In 2008 with the opportunity to contribute to the EU Citizens Consultation, I'd introduced our strategy paper in total transparency,  It said this about the need and purpose of a social investment fund which we'd weighed against the equivalent cost of occupation in Iraq for just one week.  A cost of 1.5 billion dollars:

"Project funding should be placed as a social-benefit fund under oversight of an independent board of directors, particularly including representatives from grassroots level Ukraine citizens action groups, networks, and human rights leaders.

This program provides for near-term social relief for Ukraine’s neediest citizens, most particularly children who normally have least possible influence and no public voice.

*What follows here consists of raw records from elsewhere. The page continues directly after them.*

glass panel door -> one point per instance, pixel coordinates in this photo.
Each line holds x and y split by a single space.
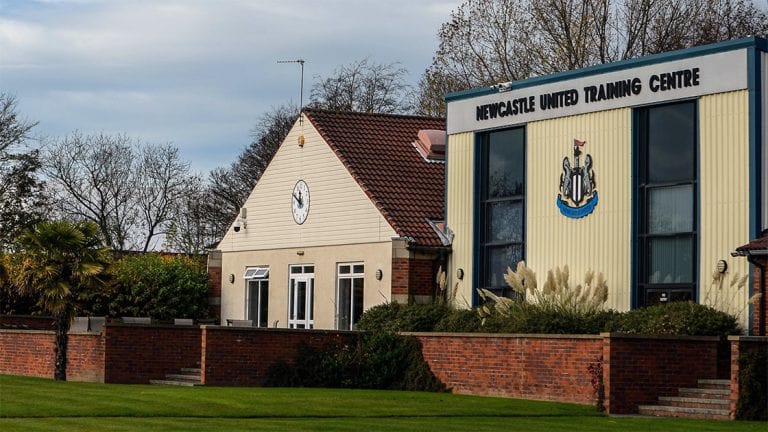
301 297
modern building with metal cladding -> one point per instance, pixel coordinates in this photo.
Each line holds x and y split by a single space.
651 171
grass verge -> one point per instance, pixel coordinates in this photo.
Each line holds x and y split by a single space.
33 404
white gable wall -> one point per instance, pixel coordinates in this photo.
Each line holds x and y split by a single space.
340 212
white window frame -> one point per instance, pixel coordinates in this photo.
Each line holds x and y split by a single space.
352 275
259 275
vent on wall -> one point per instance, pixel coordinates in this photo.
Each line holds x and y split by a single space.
431 145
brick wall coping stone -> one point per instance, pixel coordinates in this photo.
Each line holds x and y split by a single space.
276 330
2 330
659 337
502 335
749 338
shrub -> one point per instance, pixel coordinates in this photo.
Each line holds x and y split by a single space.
753 379
382 360
161 287
678 318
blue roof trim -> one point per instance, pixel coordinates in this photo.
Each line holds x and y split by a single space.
732 45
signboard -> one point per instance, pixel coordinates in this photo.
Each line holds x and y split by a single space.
661 82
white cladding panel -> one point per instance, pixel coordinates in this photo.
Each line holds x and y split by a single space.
717 73
340 211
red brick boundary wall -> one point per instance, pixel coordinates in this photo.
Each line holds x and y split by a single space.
639 369
739 346
543 367
136 353
32 353
236 356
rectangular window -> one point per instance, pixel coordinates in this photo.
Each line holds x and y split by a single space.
349 304
666 202
257 295
502 206
301 296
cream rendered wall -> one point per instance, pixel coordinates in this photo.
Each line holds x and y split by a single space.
373 255
724 194
459 217
343 226
601 241
340 212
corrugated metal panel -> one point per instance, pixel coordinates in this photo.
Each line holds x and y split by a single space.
340 212
602 240
724 193
459 218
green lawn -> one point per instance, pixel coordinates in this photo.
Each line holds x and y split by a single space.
32 404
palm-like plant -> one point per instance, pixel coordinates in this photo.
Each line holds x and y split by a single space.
60 262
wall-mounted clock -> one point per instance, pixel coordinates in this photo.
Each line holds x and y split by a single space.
300 202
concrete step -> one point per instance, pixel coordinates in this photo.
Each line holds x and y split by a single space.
704 393
715 384
173 382
183 377
699 413
689 402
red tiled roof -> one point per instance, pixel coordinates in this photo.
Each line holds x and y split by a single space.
758 244
378 151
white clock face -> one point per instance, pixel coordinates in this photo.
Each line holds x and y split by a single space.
300 202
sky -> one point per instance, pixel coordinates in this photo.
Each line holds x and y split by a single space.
195 73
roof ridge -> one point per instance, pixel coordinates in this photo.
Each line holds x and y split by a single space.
368 114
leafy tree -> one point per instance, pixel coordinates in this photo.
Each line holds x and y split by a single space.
60 262
364 86
21 192
491 41
159 286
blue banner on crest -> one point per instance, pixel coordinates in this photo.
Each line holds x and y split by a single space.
577 212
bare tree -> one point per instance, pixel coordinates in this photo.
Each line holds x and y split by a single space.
491 41
161 181
363 86
229 187
130 191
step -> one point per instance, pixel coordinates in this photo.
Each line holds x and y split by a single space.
689 402
704 393
180 377
669 411
172 382
715 384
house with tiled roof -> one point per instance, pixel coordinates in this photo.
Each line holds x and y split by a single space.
345 217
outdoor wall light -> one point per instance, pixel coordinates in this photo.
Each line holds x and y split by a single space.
722 266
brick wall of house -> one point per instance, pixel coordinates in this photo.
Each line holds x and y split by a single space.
639 369
28 322
543 367
740 345
27 353
135 354
236 356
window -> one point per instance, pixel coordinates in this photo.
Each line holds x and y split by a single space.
349 304
502 206
666 203
257 295
301 296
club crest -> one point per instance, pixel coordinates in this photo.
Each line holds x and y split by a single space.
577 197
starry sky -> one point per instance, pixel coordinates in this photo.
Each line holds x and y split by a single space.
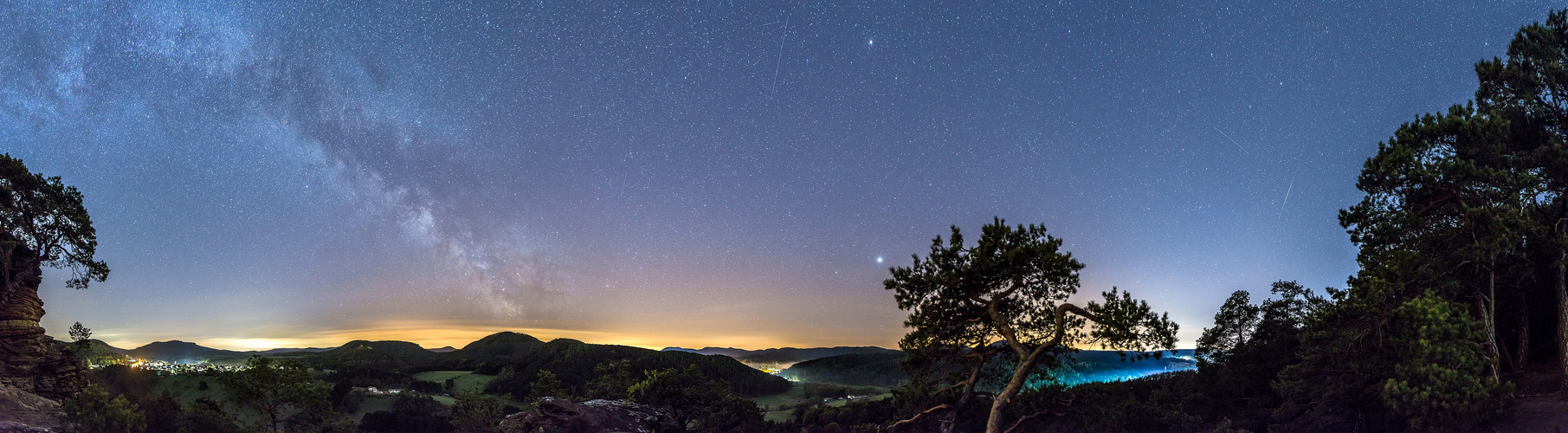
696 173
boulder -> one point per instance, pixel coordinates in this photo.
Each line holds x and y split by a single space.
593 416
24 411
30 359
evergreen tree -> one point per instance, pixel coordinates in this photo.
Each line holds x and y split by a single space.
1010 288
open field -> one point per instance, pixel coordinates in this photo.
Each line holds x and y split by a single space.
779 407
461 380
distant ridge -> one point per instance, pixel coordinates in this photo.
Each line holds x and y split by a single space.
179 352
788 355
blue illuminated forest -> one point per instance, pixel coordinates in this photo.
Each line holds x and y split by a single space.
599 183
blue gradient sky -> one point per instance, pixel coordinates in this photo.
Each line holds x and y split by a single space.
696 173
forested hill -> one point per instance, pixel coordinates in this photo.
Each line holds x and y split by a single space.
786 355
881 369
518 359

Over a few years time, the net cost financially is zero. Every component is designed to become financially solvent, through mechanisms of cost-savings and shared revenue with other components. One component, Internet, provides essential communications infrastructure as well as a cash surplus to be used to offset any lingering costs of other components such as childcare, and otherwise goes to a permanent social benefit fund under oversight of the aforementioned independent, citizens-based non-government board of directors. "

"This strategy places adequate funding for social benefit under control and management independent of government and the very obvious vicissitudes and conflicts inherent therein.

This is a long-term permanently sustainable program, the basis for "people-centered" economic development. Core focus is always on people and their needs, with neediest people having first priority – as contrasted with the eternal chase for financial profit and numbers where people, social benefit, and human well-being are often and routinely overlooked or ignored altogether. This is in keeping with the fundamental objectives of Marshall Plan: policy aimed at hunger, poverty, desperation and chaos. This is a bottom-up approach, starting with Ukraine's poorest and most desperate citizens, rather than a "top-down" approach that might not ever benefit them. They cannot wait, particularly children. Impedance by anyone or any group of people constitutes precisely what the original Marshall Plan was dedicated to opposing. Those who suffer most, and those in greatest need, must be helped first -- not secondarily, along the way or by the way. "

It could be said that the original concept of an EU Social Investment Package, was directed primarily toward the cause of homes for all children. 

In 2011 when the EU announced the recommendations of the Social Business Consultation, I was able to draw attention through my MEP Sir Graham Watson to the use of our work.  Work intended to benefit those in greatest need, rather than ourselves.

The response from Commissioner Michel Barnier, was one of denial.        

Similarly USAID, who had been so dismissive about Ukraine's "retarded children" would partner with the British Council to dilute and replicate our proposal for a social enterprise centre in Kharkiv. In this process, the EU Trade Secretary of the time. Lord Mandelson, would have been in an influential position.     

That men such as these in positions of power, will always put their own interest ahead of those in most need, perhaps illustrates why social investment will never get off the ground.